Joshua is displeased to learn his boss orders him back to his childhood haunts to rub out an Iranian jeweler. The hit man was exiled by his father when he learned how his son earns a living. Trying to be discreet in his return home, nevertheless Joshua is spotted by one of his kid brother’s acquaintances and meets with the affable Reuben. Also getting in touch with Joshua is the 22-year-old Alla (Moira Kelly), his former girlfriend he left behind when he split for Manhattan. The two pick up where they left off, though Joshua is not the peppy type and their romance is as heavy going as the rest of the film.

The film tries to make Joshua a tragic figure, a cold-blooded killer who is capable of loving his mom, brother and girlfriend, who even if he’s a bad dude he still has some human feelings; but that attempt never passes muster except as something old lifted from the world of film noir. That Tim Roth makes his character compelling, speaks volumes of his enormous talent.
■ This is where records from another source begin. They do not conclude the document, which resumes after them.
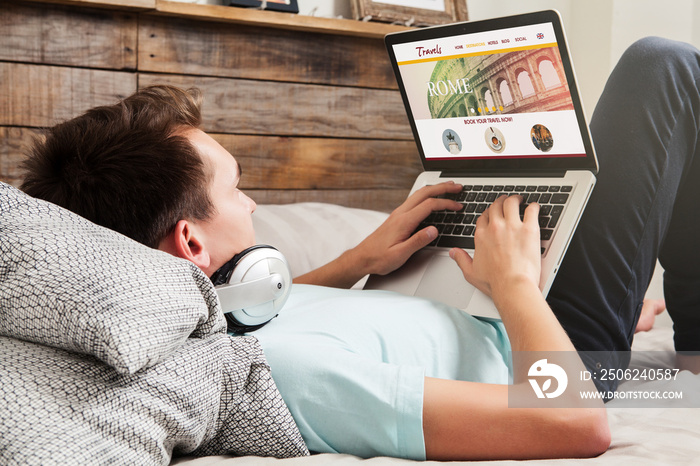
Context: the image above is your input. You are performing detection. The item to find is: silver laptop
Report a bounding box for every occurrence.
[365,11,598,319]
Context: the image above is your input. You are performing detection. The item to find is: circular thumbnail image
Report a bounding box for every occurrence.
[442,129,462,155]
[484,126,506,154]
[530,125,554,152]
Furlong also excels as an innocent we can feel sorry for, who keeps showing up in the wrong place.

There’s an awkward closing scene in which a furnace is used to cremate an innocent boy who died in the streets of Brighton Beach, which is a horrible reminder of the Holocaust. The only thing is that this film didn’t earn the right to go there. Desperately trying to say something complex, it only manages to look as if it said something that mattered.